We analyzed existing concepts, asked why it is more important than ever to develop Smart City models, and make existing cities smarter. We also looked at what needs to be improved in cities in general, especially to make life easier for people with disabilities. We exchanged ideas with organizations that helped us to learn more about the everyday life of people with disabilities, we also exchanged ideas with companies that are already actively working on making cities smarter and last but not least we looked at the innovations in Oslo that are trying to make this city smarter.
Based on our results and with the help of Proxima Lego City, a Lego model built by Oracle, we made a questionnaire to ask the participants what belongs in a Smart City and what challenges specifically the participants with disabilities have in their everyday life in cities.

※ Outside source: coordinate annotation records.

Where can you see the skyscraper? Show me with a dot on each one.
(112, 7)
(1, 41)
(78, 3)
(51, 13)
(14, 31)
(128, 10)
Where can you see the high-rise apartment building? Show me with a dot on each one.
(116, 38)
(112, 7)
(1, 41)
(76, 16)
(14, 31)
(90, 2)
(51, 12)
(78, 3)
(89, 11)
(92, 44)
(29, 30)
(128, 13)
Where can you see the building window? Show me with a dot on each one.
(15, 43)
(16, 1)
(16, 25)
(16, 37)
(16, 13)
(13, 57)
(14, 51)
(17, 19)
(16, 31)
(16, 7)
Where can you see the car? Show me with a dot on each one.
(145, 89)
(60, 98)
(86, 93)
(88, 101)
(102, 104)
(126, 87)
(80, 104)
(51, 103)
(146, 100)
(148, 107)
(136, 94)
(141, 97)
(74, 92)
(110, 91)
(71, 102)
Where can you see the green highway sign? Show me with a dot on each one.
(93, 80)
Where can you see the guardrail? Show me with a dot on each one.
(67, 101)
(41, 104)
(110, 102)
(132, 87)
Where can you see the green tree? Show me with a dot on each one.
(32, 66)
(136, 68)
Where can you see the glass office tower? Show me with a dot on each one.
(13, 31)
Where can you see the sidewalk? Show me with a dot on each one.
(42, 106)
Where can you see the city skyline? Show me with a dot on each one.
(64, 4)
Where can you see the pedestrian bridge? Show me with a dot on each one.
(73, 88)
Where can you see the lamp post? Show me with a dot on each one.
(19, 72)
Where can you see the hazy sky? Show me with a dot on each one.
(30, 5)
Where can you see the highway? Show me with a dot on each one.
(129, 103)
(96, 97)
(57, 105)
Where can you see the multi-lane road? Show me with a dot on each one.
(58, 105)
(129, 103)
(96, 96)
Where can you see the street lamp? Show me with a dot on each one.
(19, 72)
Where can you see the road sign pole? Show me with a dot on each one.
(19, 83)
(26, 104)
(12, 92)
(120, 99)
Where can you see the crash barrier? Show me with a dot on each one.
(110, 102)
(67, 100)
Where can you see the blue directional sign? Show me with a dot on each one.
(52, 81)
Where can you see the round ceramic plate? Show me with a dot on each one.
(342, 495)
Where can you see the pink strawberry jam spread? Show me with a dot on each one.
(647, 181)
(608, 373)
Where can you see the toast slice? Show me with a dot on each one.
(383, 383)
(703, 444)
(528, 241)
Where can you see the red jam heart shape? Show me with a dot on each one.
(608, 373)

After the research, the questionnaire, and the exchange with organizations and companies, we decided to create a Smart City in Universal Design, which is accessible for everyone and can be presented and experienced through a simulation. We implemented an electric autonomous public transport system, a smart trash system, a smart parking system and a smart lighting system.
We also developed an app, especially adapted to our simulation, that makes the simulation appear even more real. With the help of real-time data, the app shows the advantages of a Smart City, and it also shows the advantage of having an app specifically adapted for the Smart City.